Le Conseil d’Etat a été amené, dans une décision du 17 juin 2015 (requête n° 385924), à rappeler que le secret médical père sur le médecin en toute circonstance
Le Conseil d’Etat avait été saisi par un médecin afin d’annulation d’une décision rendue par la Chambre disciplinaire du Conseil national de l’Ordre des médecins sur appel du Conseil départemental de l’Ordre des médecins de la Loire.
Quels étaient les faits?
Mme D. s’était rendue chez son médecin, Mme B qui avait un cabinet commun avec son mari, M. B. En attendant sa consultation avec Mme B, Mme D avait confié à M. B, au niveau du secrétariat commun aux deux médecins, les résultats d’un examen gynécologique pour lequel elle venait consulter son épouse.
Mme D. et le couple de médecins étaient par ailleurs amis de longue date.
Quelques temps après cet échange dans le secrétariat, M. B a informé un proche de Mme D. afin de l’inviter à se faire soigner lui aussi.

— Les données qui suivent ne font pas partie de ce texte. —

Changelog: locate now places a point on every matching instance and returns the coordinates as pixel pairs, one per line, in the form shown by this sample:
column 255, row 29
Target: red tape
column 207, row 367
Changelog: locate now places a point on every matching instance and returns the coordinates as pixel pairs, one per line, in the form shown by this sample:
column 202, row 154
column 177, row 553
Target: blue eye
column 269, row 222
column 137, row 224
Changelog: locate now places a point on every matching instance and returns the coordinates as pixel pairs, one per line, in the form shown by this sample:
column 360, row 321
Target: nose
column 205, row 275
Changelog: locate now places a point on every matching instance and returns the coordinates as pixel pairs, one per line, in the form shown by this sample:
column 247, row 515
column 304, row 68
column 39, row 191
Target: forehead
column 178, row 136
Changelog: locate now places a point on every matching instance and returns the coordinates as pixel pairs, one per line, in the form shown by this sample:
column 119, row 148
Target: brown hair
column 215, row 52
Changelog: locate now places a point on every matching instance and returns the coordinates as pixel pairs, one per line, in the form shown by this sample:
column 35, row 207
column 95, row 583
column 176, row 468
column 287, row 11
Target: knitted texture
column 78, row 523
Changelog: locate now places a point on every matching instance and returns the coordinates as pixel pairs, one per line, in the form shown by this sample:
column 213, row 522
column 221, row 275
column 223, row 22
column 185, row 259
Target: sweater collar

La chambre disciplinaire a considéré que Mme D. s’était adressée à M. B en tant que médecin, même s’ils avaient des relations amicales anciennes et qu’il n’était pas son médecin habituel. Par conséquent, leur échange, même en dehors du cabinet à proprement parler, était couvert par le secret médical qui couvre tout ce qui est venu à la connaissance du médecin, c’est à dire ce qui lui est confié mais aussi ce qu’il a vu, entendu, compris.
La Chambre a retenu une violation du secret médical et a condamné M. B à l’interdiction d’exercer pendant 3 mois.
M. B a donc saisi le Conseil d’Etat en vue de voir annuler la décision.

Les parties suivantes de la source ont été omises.